Accept the premise of their play. If your child comes to you with a blob of play dough on her nose and says, “I’m a clown!” say back, “How do you do, Clown. I’m an elephant.” A circus has been born.
Children invite us into their world of imagination all the time. It is unpredictable. It is not “correct.” It requires rules to be made up as you go along. When we value children’s ingenuity, we strengthen their natural born ability to create. We tell them through our actions their unique way of approaching life is welcome.
Ask children questions. Be curious to know what they think, and suspend your knowledge and correct-o-meter when they answer. Put yourselves in a place of wonderment and really hear their thoughts, their points of view. For example, last fall during a walk through brightly colored foliage, I asked my daughter how she thought the leaves change colors. She had an elaborate theory that involved vitamins from the air landing on the leaves. I asked follow up questions, and listened to her develop a well-articulated theory about fall.
Some parents get concerned — when will my child learn the “real” answer? Learning how to think is vastly more important than learning what to think. My daughter will learn some day (and then probably forget like most of us) how leaves change color in science class. But because I ask and value what she has to say now, she has the opportunity to develop her self-concept as one who has ideas, one who can be a generator of knowledge, not just a consumer of someone else’s facts.
Conversely, what should be avoided?
If a child comes to you with a blob of play dough on his nose and says, “I’m a clown!” Don’t say, “You look silly. Make sure you don’t eat that stuff. I see some on your lip there.” How often do we unknowingly squash our children’s creative impulse?
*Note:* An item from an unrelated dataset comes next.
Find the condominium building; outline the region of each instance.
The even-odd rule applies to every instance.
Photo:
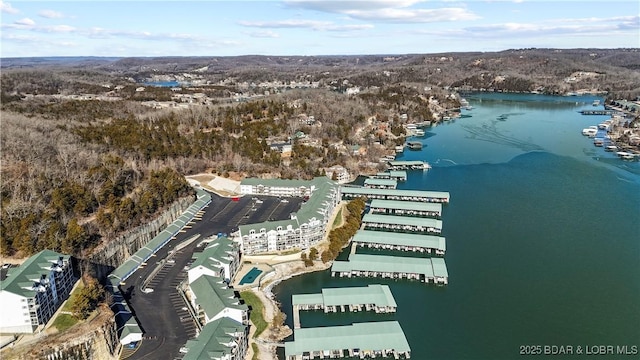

Probably more than we realize.
When we don’t give children the opportunity to be absurd, do things differently than we might, or make mistakes in a safe emotional environment, we take away their chance to develop their own genius.
We — children and adults alike — shun our natural creativity and curiosity when we strive to get the right answer, or say and do what is expected of us in order to not be judged.
How do you stay inspired?
I hang around children. And adults who care about children. Right now my daughter, age four, is designing her own tree house. When I asked her how she wanted to get up to her tree house, she said, “By roller coaster!” Ha! Children give us the courage to venture into the unknown, the delight of the unexpected, and the mandate to experience joy again and again. It is hard not to be inspired by children’s approach to life!
If you could order parents to do one thing and one thing only with their children, what would it be?
Listen to your children with wide open ears and heart. Know they are brilliant just as they are. Allow their brilliance to shine.